Musharraf Karim (9 January 1946 – 11 January 2020) was a Bangladeshi writer and journalist. He was conferred with the Bangla Academy Literary Award in 2003 for his contribution to juvenile literature. He was a fellow of Bangla Academy too.

Early life
Karim was born on 9 January 1946 in Mymensingh to M. A. Karim and Amina Khatun. His ancestors' house was situated at Khairati under Ishwarganj in Mymensingh. He passed matriculation from Edward Institution, Mymensingh in 1964. Later, he got admitted into Nasirabad College, Mymensingh. He completed higher secondary studies from there in 1967. He also graduated from there in 1972. Later, he got admitted into Ananda Mohan College.

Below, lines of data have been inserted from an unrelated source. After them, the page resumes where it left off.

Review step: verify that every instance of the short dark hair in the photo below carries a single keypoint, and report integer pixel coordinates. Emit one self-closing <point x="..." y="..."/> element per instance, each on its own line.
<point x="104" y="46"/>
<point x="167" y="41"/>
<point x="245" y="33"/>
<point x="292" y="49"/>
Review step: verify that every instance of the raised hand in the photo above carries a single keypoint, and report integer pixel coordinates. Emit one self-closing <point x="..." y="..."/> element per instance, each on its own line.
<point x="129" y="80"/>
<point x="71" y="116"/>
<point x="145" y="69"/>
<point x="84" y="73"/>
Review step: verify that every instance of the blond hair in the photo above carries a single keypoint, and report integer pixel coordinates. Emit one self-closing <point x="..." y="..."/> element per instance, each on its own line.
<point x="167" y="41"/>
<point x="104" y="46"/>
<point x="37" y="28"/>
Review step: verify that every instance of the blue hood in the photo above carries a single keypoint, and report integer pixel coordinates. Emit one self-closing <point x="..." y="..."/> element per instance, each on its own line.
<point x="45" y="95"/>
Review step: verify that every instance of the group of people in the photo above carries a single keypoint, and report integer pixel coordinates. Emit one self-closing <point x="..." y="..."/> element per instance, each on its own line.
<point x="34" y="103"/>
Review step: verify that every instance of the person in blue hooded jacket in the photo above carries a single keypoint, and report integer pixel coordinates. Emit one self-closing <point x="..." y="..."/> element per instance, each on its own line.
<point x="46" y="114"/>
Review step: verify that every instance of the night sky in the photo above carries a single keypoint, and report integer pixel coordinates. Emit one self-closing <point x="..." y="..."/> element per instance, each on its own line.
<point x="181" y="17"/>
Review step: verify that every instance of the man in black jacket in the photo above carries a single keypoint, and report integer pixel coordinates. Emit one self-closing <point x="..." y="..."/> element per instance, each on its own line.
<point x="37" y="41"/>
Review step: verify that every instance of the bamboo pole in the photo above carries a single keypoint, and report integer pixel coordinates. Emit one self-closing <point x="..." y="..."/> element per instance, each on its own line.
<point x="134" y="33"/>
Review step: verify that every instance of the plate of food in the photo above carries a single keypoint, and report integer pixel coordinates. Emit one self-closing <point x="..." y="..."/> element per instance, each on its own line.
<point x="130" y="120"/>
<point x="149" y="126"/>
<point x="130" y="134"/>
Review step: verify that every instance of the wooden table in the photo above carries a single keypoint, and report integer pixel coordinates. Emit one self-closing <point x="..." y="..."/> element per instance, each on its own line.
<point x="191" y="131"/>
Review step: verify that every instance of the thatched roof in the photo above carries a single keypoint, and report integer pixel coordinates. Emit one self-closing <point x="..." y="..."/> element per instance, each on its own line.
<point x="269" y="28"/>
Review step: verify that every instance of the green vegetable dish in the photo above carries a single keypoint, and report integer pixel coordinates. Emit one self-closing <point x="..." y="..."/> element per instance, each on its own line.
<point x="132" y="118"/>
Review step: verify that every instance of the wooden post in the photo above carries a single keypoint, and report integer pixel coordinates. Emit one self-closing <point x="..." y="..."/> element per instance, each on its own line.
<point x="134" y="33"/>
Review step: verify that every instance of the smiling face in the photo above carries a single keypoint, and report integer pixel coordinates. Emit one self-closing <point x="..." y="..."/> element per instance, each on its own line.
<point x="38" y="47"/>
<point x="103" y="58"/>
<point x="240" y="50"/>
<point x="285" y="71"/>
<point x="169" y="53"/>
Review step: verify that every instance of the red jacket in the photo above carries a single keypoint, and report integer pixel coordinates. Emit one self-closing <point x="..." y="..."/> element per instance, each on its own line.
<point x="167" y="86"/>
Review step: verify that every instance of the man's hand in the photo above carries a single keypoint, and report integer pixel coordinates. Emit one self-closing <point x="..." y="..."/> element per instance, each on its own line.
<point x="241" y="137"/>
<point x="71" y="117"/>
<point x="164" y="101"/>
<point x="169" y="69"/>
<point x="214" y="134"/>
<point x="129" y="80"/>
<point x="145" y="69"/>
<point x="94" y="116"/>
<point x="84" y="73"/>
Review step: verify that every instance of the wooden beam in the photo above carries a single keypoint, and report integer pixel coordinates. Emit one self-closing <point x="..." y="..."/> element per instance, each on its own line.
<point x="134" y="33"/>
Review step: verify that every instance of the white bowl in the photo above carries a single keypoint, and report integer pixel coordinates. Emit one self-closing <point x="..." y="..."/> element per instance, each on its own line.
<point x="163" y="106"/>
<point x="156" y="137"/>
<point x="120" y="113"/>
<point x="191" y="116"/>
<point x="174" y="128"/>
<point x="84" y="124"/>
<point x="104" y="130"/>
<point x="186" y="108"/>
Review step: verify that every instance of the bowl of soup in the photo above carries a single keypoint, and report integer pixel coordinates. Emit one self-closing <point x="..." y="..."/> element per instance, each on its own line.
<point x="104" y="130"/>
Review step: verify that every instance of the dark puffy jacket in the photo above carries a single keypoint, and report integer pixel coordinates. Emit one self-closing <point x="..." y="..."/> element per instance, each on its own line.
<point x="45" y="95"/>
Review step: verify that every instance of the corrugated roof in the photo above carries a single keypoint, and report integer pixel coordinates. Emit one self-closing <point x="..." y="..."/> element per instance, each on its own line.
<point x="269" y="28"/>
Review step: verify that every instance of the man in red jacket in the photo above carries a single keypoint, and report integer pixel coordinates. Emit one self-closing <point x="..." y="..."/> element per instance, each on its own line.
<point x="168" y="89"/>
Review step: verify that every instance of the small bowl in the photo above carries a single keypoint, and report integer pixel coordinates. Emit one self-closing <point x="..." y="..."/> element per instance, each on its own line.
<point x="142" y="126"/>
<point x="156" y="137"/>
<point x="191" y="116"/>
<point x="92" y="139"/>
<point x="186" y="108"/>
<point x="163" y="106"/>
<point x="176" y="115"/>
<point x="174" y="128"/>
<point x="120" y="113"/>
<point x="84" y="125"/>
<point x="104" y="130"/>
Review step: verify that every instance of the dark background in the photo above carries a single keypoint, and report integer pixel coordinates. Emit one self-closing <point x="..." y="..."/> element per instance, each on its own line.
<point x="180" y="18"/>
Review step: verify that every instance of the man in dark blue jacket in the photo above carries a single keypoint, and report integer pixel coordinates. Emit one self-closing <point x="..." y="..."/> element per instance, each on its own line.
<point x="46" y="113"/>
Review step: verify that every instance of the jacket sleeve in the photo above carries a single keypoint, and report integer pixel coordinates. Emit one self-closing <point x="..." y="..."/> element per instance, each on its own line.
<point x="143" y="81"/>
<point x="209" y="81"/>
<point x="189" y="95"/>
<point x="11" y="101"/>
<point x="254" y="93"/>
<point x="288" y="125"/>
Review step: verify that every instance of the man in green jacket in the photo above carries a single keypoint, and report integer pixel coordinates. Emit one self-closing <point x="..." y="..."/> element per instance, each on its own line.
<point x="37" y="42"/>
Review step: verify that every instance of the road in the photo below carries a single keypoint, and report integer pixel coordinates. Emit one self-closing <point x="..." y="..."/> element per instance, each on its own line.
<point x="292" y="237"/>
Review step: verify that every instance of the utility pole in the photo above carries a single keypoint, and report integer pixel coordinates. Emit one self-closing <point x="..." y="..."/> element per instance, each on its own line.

He completed his post graduate studies in Bangla from there in 1974. He took part in the movements against Ayub Khan in the sixties.

Career
Khan was the news editor of the Daily Dinkal. He was a permanent member of the Jatiya Press Club. He also served as the director of Tribal Cultural Academy.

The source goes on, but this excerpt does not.